Monday, February 16, 2009

Mark's thoughts on Seel 2002

WITH ANY OF THESE PAPERS THAT REFER BACK TO PIAGET AND OTHER "CLASSICAL PSYCHOLOGY" RESEARCHERS: Our reading from last week's GAME-THEORY FOLKS (Shaffer and Prenskey) told us that STUDENTS/YOUNG LEARNERS NO LONGER THINK LIKE THIS, BECAUSE THE DIGITAL AGE HAS CHANGED THE RULES (THE WAY THEY THINK)! SO, how much of this should we believe? I suppose whatever stuff they have solid research results from, huh?! Much of it seems theoretical though, so I'm not sure we can believe much of it.

Seel does make some interesting points though, and I found myself reading slower often; partly because I'm still retraining myself to read faster, partly because the concepts were complex, and partly because I found it so interesting.

Around pages 60-64 of this paper, Seel worked to convince us of the differences in models (discussed in his and other papers). That is, Piaget's "schema" is an interpretation network that is used to classify/organize incoming data, but couldn't actually be represented; the "constructed model" is an actual representation that can be used to prescribe or predict input from the world (an externalization of the internal world, or an internalization of an external system). p66 goes on to state there is a third system....external systems that are experienced in nature or artifacts of systems created by other humans!! The differences seem so subtle as to not matter (especially b/w second and third), and even by the end of this paper I wasn't quite sure I understood.

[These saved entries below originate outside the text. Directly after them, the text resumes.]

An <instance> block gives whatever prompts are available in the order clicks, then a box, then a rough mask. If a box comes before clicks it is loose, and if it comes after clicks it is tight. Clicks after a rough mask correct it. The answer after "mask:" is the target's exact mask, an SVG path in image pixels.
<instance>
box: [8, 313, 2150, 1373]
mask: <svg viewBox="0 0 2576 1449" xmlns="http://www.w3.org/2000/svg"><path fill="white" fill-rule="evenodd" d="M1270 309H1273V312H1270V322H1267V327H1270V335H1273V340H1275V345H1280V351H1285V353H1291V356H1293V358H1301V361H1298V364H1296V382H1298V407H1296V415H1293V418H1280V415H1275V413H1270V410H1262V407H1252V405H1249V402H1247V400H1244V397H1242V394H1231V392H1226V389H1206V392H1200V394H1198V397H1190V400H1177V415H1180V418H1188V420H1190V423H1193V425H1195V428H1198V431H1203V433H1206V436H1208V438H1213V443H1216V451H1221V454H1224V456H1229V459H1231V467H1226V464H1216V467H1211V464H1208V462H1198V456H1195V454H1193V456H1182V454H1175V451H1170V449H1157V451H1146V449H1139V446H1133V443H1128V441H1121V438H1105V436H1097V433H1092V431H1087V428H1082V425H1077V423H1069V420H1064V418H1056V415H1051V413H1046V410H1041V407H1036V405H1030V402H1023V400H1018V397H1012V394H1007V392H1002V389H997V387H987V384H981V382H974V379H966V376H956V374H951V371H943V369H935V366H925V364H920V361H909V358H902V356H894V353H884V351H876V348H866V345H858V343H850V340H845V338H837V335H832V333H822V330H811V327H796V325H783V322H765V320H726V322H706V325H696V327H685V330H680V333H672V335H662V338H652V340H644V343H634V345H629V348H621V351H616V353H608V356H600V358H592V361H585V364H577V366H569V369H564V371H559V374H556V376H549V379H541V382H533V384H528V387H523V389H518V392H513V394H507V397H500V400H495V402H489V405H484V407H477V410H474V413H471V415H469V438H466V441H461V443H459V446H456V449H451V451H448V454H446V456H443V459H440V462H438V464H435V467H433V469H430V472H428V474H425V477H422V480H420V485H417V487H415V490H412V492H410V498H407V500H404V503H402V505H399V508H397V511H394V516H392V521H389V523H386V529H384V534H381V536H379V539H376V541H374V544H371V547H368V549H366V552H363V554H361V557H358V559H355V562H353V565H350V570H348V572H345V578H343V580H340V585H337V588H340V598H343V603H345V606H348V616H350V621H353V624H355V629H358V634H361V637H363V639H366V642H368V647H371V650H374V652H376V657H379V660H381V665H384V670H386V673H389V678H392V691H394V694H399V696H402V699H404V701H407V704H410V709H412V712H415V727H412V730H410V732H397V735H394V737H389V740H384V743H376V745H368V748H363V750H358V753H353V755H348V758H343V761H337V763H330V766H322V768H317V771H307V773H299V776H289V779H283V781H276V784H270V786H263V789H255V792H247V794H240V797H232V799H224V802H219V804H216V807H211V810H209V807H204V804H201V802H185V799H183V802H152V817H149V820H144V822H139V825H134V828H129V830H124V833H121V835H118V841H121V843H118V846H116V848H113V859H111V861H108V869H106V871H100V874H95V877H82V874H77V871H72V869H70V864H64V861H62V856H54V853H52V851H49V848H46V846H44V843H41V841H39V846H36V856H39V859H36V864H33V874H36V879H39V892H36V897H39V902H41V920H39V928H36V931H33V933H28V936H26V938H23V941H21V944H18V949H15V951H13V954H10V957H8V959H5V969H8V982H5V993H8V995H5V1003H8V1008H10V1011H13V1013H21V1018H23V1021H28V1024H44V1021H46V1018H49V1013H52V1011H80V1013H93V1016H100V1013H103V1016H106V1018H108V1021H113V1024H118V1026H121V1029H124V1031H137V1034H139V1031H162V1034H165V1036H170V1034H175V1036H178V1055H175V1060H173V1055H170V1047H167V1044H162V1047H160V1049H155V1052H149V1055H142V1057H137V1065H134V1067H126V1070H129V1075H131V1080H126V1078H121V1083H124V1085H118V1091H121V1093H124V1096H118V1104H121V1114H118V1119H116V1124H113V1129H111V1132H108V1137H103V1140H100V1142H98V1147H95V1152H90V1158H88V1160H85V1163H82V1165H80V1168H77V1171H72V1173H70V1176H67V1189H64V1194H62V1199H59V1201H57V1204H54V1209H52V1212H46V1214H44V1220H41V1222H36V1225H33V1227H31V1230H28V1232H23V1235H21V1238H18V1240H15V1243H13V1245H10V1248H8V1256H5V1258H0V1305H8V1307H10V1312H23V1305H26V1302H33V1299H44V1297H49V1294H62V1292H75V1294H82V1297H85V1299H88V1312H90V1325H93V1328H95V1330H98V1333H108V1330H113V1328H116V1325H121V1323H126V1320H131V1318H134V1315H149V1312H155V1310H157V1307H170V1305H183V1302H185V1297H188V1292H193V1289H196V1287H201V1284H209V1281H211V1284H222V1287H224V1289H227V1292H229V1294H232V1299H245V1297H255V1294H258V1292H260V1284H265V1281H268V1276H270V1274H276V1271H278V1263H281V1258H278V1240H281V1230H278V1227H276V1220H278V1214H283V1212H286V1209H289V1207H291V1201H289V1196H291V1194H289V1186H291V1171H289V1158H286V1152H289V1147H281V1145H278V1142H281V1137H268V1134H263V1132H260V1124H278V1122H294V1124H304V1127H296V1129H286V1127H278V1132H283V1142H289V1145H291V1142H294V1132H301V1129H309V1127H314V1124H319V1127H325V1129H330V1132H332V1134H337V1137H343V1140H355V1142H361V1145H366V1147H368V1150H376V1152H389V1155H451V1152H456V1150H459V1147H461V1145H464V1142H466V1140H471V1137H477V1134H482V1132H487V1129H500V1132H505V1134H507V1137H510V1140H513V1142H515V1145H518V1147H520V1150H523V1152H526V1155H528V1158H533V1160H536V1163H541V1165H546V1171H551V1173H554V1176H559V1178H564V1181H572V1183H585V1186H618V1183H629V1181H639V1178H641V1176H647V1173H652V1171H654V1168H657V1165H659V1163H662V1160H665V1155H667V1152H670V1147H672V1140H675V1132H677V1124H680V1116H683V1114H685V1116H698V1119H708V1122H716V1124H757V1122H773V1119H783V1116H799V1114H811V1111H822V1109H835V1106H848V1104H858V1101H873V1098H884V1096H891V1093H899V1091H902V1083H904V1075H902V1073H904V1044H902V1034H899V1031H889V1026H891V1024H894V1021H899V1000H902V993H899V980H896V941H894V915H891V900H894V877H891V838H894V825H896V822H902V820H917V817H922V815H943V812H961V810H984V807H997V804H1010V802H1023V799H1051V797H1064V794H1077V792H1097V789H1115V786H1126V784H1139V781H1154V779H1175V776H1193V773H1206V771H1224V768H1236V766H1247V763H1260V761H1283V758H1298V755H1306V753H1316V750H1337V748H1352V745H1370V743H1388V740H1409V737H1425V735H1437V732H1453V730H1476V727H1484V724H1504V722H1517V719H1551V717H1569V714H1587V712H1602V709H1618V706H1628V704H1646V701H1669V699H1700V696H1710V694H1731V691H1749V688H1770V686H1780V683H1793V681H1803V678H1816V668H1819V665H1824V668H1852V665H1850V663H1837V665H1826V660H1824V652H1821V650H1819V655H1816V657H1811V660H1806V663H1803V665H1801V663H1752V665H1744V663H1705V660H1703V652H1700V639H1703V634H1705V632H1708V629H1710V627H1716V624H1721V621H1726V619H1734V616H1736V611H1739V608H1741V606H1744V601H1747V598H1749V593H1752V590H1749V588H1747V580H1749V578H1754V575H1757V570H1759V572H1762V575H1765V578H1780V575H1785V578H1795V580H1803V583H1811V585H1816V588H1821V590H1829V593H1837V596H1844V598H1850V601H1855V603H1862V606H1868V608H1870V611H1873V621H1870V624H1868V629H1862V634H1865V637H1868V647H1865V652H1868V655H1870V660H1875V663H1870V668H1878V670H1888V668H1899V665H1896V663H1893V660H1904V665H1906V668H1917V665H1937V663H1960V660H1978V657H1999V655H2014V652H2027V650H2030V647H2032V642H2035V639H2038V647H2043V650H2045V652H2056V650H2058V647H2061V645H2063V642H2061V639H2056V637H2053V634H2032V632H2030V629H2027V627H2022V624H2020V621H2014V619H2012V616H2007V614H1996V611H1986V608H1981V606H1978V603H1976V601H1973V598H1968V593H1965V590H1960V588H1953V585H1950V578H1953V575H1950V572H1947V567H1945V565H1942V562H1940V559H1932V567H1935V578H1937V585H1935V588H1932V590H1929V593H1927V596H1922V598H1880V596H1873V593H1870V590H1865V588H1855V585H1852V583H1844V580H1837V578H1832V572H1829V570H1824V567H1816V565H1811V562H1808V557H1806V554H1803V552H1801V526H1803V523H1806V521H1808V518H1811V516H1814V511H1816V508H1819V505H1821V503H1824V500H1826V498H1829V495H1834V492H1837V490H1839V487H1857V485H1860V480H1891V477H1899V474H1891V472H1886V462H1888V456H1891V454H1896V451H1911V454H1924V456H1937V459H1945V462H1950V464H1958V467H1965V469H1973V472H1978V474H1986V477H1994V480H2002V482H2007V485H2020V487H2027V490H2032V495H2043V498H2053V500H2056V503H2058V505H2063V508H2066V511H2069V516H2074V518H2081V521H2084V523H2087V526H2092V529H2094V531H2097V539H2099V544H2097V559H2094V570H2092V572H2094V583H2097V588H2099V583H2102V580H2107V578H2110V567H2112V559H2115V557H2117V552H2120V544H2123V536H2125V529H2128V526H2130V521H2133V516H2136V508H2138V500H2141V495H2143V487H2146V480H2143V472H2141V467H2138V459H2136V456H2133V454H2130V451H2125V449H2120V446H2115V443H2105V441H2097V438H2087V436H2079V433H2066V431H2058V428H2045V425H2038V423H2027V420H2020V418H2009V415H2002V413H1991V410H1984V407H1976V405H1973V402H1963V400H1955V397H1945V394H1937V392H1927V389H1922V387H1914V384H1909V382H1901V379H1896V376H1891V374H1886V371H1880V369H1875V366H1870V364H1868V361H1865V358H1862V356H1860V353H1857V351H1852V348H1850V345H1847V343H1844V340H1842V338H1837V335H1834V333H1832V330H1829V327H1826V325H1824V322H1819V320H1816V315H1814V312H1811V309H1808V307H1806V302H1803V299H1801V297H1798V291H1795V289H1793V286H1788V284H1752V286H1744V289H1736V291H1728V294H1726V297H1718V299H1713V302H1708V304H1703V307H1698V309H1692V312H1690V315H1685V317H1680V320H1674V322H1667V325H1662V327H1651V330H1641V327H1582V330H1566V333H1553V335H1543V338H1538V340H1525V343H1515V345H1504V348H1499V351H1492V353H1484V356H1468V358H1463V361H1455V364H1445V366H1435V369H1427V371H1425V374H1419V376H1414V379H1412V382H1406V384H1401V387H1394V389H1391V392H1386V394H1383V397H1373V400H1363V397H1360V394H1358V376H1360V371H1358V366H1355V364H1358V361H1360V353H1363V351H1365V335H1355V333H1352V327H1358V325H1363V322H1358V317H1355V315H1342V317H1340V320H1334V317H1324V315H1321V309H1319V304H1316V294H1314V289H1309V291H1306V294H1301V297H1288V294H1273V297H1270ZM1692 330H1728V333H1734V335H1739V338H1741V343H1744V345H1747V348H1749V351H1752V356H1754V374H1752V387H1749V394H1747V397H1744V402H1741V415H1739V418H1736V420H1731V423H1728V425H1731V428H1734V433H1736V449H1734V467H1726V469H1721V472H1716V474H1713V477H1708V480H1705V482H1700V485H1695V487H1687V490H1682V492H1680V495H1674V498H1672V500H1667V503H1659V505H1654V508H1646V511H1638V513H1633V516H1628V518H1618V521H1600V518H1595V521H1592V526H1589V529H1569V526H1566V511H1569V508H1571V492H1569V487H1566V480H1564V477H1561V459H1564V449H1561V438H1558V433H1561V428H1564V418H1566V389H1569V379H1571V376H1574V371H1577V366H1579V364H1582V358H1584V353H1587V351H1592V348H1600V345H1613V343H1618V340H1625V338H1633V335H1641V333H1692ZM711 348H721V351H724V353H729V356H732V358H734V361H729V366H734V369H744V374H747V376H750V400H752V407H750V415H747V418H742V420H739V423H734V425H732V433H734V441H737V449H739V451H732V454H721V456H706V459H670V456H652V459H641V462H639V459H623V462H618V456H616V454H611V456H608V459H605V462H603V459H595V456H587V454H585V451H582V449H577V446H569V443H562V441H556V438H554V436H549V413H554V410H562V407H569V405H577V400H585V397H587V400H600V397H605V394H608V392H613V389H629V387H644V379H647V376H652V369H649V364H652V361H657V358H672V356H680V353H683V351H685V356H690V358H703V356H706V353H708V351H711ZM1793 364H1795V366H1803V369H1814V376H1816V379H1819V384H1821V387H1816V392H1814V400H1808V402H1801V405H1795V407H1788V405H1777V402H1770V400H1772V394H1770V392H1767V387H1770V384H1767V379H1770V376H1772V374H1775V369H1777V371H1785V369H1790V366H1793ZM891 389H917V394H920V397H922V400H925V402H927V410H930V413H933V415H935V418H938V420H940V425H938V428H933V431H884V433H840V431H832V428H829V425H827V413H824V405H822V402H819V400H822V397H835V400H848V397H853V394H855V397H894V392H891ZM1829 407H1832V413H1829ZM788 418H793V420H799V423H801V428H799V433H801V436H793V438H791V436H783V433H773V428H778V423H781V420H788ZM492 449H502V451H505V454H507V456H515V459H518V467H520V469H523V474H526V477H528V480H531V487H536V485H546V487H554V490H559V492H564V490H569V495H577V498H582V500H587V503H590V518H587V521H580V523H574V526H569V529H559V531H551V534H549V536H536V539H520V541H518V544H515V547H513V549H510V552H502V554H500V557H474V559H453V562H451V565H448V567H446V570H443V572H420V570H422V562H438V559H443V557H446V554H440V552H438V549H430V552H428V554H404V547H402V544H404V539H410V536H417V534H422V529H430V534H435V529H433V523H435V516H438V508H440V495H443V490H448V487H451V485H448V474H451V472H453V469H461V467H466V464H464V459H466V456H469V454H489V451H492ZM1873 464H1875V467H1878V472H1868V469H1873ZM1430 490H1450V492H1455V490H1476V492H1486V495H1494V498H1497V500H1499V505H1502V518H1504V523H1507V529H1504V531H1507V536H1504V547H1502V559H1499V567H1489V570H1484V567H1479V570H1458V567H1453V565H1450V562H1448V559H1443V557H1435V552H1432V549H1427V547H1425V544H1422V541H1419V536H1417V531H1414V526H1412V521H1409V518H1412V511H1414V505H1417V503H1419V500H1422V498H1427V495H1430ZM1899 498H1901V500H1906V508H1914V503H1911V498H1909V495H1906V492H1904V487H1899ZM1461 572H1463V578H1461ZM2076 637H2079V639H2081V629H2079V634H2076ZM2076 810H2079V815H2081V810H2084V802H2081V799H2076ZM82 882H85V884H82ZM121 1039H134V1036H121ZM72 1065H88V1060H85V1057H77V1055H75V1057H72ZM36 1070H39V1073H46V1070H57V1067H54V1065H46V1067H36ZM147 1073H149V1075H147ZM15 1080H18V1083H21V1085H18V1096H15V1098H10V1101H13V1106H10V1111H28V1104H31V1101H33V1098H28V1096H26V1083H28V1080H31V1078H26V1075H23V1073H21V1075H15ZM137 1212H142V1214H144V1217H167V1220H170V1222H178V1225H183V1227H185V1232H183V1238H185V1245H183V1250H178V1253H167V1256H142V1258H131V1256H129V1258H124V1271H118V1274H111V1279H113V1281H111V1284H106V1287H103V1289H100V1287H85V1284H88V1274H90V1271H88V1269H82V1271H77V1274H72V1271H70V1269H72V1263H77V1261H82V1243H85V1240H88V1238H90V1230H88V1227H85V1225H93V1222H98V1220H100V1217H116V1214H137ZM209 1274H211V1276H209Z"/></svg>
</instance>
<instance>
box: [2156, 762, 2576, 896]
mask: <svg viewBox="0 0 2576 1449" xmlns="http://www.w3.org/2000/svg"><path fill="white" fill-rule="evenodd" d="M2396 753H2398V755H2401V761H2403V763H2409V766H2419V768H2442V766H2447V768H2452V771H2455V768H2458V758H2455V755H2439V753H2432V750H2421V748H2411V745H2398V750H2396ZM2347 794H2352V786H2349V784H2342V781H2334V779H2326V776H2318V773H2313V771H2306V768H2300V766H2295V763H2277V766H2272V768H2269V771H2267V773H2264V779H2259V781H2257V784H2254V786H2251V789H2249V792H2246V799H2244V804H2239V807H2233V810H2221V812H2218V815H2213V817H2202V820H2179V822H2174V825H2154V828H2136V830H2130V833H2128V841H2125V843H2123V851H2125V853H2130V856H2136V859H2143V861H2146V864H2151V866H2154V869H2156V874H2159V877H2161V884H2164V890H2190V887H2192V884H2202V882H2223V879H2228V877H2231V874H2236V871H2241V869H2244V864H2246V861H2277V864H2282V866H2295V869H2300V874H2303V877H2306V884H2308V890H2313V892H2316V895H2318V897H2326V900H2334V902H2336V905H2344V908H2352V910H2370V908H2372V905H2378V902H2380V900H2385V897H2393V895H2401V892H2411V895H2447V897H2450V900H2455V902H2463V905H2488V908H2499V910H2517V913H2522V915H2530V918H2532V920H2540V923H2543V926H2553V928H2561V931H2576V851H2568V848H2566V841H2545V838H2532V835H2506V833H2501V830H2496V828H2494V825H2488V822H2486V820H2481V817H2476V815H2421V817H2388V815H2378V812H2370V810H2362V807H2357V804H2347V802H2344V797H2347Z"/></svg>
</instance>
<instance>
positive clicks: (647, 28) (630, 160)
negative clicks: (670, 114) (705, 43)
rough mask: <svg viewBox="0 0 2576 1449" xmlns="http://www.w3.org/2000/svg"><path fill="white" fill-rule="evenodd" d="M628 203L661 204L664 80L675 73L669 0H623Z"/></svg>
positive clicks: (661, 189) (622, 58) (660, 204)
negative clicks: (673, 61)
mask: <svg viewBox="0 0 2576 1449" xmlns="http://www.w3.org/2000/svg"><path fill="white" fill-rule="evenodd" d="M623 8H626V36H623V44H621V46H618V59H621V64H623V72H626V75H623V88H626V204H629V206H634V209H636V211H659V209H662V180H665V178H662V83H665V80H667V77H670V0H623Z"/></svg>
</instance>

page 70 described a dichotomy I could understand more easily: the difference between "instructionally guided model-centered learning" and "self-organized discovery learning for the construction of effective mental models." I also appreciated and agreed with the note that "self-guided discovery learning is very ambitious insofar as the learners must have previously achieved adequate problem-solving and metacognitive skills to guide their learning process. Therefore, for novice students it can be argued that self-organized discovery learning is closely associated with learning by trial-and-error but not by insight." So perhaps the shift should happen to insight learning through self-guided discovery learning AS THE SEMESTER progresses with upper secondary and undergraduate education. I could see this happening with more "lecture/content" and term introduction towards the first of the semester, then shifting to putting more weight on the students; this seems to naturally happen in classes as larger individual or group projects are assigned/due at the end of the semesters.

I also appreciated Seel's quotation of Stewart et al. (1992, p.318) concerning science education that "these instructional approaches should do more than instruct students with respect to the conclusions reached by scientists; it should also encourage students to develop insights about science as an intellectual activity."

However, I feel like I need more application/examples of this. Hopefully my further reading can provide some (if we don't just assume that the Game-theory folks are right, and all of this is based on "old research" that doesn't apply!).